View larger version (37K): [in a new window]   Fig. 8. Notch pathway activation inhibits activity of the Ptf1 transcriptional complex. (A) Electrophoretic mobility shift assay measuring endogenous Ptf1 DNA-binding activity in nuclear extracts of rat AR42J cells infected with adenoviral vectors encoding GFP alone or in combination with either Notch1-IC, Hes1, Hey2 or Hey1 as indicated. Upper band (arrow) represents specific binding of oligonucleotide corresponding to the A element of rat elastase promoter, confirmed by supershift in the presence of anti-Ptf1-p48 antiserum (arrowhead). Cold indicates presence of excess unlabelled oligonucleotide. Note inhibition of endogenous Ptf1 DNA-binding activity by Notch1-IC, Hes1 and Hey1. (B) Western blot analysis of COS7 extracts following co-transfection of Ptf1-P48 alone or in combination with E47 and either Notch1-IC, Hes1, Hey2 or Hey1. Note constant level of Ptf1-p48 and E47 protein across conditions, allowing analysis of Ptf1 activity (C) in the absence of associated changes in component protein levels. (C) Corresponding determination of Ptf1 activity as assessed by activation of Ptf1-responsive luciferase reporter (Ptf1-luc). Notch1-IC, Hes1, Hey2 and Hey1 effectively inhibit Ptf1 activity, independent of associated changes in protein levels of Ptf1-p48 or E47. (D) Schematic depiction of Notch1-IC truncation mutants used in E and F, below. NLS indicates nuclear localization signal. ANK indicates ankyrin repeats. (E) Ability of Notch1-IC and Notch1-IC truncation mutants to activate Su(H)-responsive luciferase reporter [Su(H)-luc]. (F) Corresponding ability of Notch1-IC and Notch1-IC truncation mutants to inhibit Ptf1-p48/E47-mediated activation of Ptf1-responsive luciferase reporter (Ptf1-luc).

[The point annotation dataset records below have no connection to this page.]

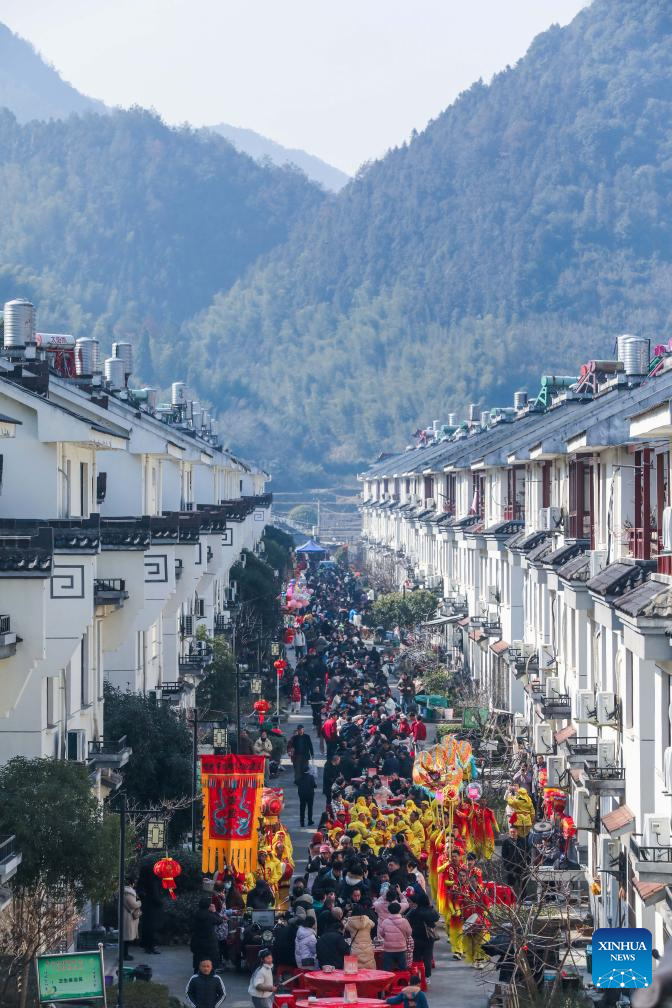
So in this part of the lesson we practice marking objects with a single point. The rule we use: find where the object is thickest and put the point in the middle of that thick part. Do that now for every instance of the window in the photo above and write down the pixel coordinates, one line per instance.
(450, 493)
(546, 484)
(581, 501)
(515, 506)
(84, 671)
(641, 534)
(629, 689)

Ability to inhibit Ptf1 resides within N-terminal domains. (-) in C,E,F indicates transfection of reporter construct alone.

View larger version (25K): [in a new window]   Fig. 9. Notch regulates sequential recruitment of endocrine and exocrine cell types in developing mouse pancreas. Simplified model summarizes current results within the context of known lineage relationships (Chiang and Melton, 2003; Gu et al., 2003; Gu et al., 2002; Kawaguchi et al., 2002), as well as prior studies of Notch signaling in developing mouse pancreas (Apelqvist et al., 1999; Hald et al., 2003; Jensen et al., 2000a; Jensen et al., 2000b; Murtaugh et al., 2003). Diagonal red line distinguishes cell types characterized by active Notch signaling, indicated by Hes1-positivity, from those with an inactive Notch pathway. Notch pathway activation inhibits early recruitment of Ngn3-positive endocrine precursors from a common endocrine/exocrine precursor pool, and also inhibits generation of differentiated acinar cells from dedicated exocrine precursors. Between E10.5 and E12.5, Ngn3-positive endocrine precursors are recruited from a Ptf1-P48/Hes1-positive common precursor pool. Recruitment of dedicated endocrine precursors in inhibited by Notch, thereby reserving an undifferentiated cell population responsible for ongoing epithelial growth as well as subsequent exocrine differentiation. By E13.5, ongoing Ptf1-P48 expression marks a dedicated exocrine precursor pool. Ongoing Notch activity within this pool results in an inactive Ptf1 transcriptional complex, allowing terminal acinar cell differentiation to be avoided until Ptf1-independent influences of Ptf1-P48 on epithelial morphogenesis are fully realized. Notch silencing at E14.5 allows onset of Ptf1 activity and acinar cell differentiation. The persistence of Notch-regulated precursor cells in adult pancreas remains uncertain.